In 2001 I found a job shortly after construction of the International Space Station. Our team — Operations Planning — were responsible for learning about the work the crew would perform while leaving in space for months at a time. We had weeks of academy training on the space shuttle and the space station. We learned about the sleep requirements, the equipment requirements, construction process, the technical details of the U.S. and Russian spacesuits, and experiments. We had office work to develop the plans.
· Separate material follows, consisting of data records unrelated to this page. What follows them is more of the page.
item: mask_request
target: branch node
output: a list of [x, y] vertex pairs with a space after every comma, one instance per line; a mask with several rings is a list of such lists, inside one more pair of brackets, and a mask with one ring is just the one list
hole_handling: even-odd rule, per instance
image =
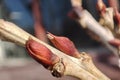
[[62, 77], [65, 71], [65, 64], [63, 62], [63, 58], [59, 60], [54, 66], [51, 71], [52, 75], [55, 77]]
[[85, 52], [82, 52], [80, 55], [80, 59], [82, 60], [82, 62], [89, 62], [89, 60], [91, 60], [91, 57]]

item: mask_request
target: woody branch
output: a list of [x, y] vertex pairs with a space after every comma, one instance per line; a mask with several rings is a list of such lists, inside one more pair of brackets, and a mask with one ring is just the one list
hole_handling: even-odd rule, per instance
[[[50, 37], [51, 35], [48, 34], [48, 36]], [[32, 39], [33, 43], [30, 43], [28, 45], [28, 47], [30, 47], [31, 55], [35, 55], [34, 57], [36, 57], [37, 60], [39, 60], [39, 58], [42, 57], [41, 58], [42, 61], [43, 62], [46, 61], [45, 64], [49, 65], [52, 63], [52, 66], [49, 65], [52, 68], [49, 68], [49, 69], [52, 72], [52, 74], [56, 77], [69, 75], [69, 76], [74, 76], [76, 78], [79, 78], [80, 80], [88, 80], [88, 79], [89, 80], [110, 80], [108, 77], [106, 77], [102, 72], [100, 72], [95, 67], [91, 57], [88, 54], [81, 52], [79, 58], [68, 56], [65, 53], [35, 38], [29, 33], [23, 31], [17, 25], [11, 22], [0, 20], [0, 38], [2, 40], [10, 41], [10, 42], [22, 45], [24, 47], [26, 44], [29, 44], [26, 42], [29, 42], [29, 39]], [[36, 51], [37, 49], [34, 46], [36, 44], [39, 46], [42, 46], [42, 48], [44, 48], [50, 53], [46, 53], [45, 55], [42, 55], [42, 54], [38, 55], [37, 53], [34, 54], [33, 52]], [[38, 51], [38, 53], [39, 52], [40, 51]], [[58, 58], [57, 57], [52, 58], [53, 56], [51, 55], [54, 55], [54, 56], [56, 55]], [[48, 59], [50, 59], [50, 61], [53, 61], [53, 62], [49, 62]], [[55, 60], [57, 62], [55, 62]], [[73, 67], [75, 68], [73, 69]]]
[[[78, 0], [80, 2], [81, 0]], [[111, 0], [109, 0], [109, 3]], [[83, 9], [81, 5], [76, 5], [75, 0], [71, 0], [74, 12], [70, 14], [71, 17], [75, 17], [76, 21], [80, 23], [81, 27], [89, 30], [91, 33], [94, 33], [92, 37], [97, 36], [99, 40], [104, 43], [113, 53], [119, 58], [120, 57], [120, 14], [116, 9], [117, 6], [110, 4], [112, 7], [106, 8], [106, 5], [102, 0], [98, 0], [97, 9], [100, 13], [100, 21], [97, 22], [93, 16], [86, 10]], [[115, 21], [117, 22], [115, 25]], [[118, 60], [120, 66], [120, 59]]]

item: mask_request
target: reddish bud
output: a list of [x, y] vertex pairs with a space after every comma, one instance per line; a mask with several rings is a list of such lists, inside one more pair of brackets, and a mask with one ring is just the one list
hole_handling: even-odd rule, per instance
[[36, 61], [41, 63], [46, 68], [59, 61], [59, 58], [54, 55], [47, 47], [35, 40], [29, 39], [26, 42], [26, 49]]
[[[78, 11], [79, 11], [79, 14], [78, 14]], [[68, 16], [71, 18], [71, 19], [79, 19], [80, 18], [80, 12], [83, 11], [83, 8], [80, 6], [80, 7], [74, 7], [73, 10], [71, 10], [69, 13], [68, 13]]]
[[77, 13], [74, 10], [72, 10], [68, 13], [68, 17], [71, 19], [78, 19], [79, 18], [79, 16], [77, 15]]
[[117, 9], [115, 9], [115, 15], [114, 15], [115, 22], [120, 25], [120, 13]]
[[77, 57], [77, 58], [80, 56], [73, 42], [70, 41], [68, 38], [58, 37], [51, 33], [48, 33], [47, 35], [50, 41], [54, 44], [54, 46], [58, 48], [59, 50], [61, 50], [62, 52], [66, 53], [67, 55]]
[[109, 43], [114, 47], [119, 47], [120, 46], [120, 40], [119, 39], [111, 40], [111, 41], [109, 41]]
[[106, 6], [105, 6], [103, 0], [98, 0], [97, 9], [98, 9], [98, 11], [100, 12], [101, 15], [104, 15], [104, 13], [106, 11]]

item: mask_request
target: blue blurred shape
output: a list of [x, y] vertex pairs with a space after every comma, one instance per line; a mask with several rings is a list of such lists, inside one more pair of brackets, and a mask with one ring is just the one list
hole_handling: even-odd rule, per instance
[[24, 1], [28, 0], [3, 0], [10, 12], [11, 20], [26, 29], [33, 25], [33, 18]]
Our other responsibility was to work in the Mission Control Center — a large block of a building. It takes a lot of people to work together to monitor the status of the space station and provide support to the crew. My job was to organize and uplink documents from my computer workstation to the International Space Station astronauts and cosmonauts. We wore headsets to listen to several conversations simultaneously between different groups in different rooms throughout the building. My schedule could be 9 hours for 7 days followed by time back in the office. There was a lot of information to sort through coming through our ears and on our computer screens. We also had shared data with co-workers working in the same room who had other tasks.
It took team work and communication. There were a lot of people required in the office and in the Mission Control Center to get the work done. We were also working with people in the Russian Control Center as well as translators in our own building. Many of us studied Russian to help us understand the documents we had to uplink. We worked together to make sure the translation made sense because languages can be very tricky and sometimes funny.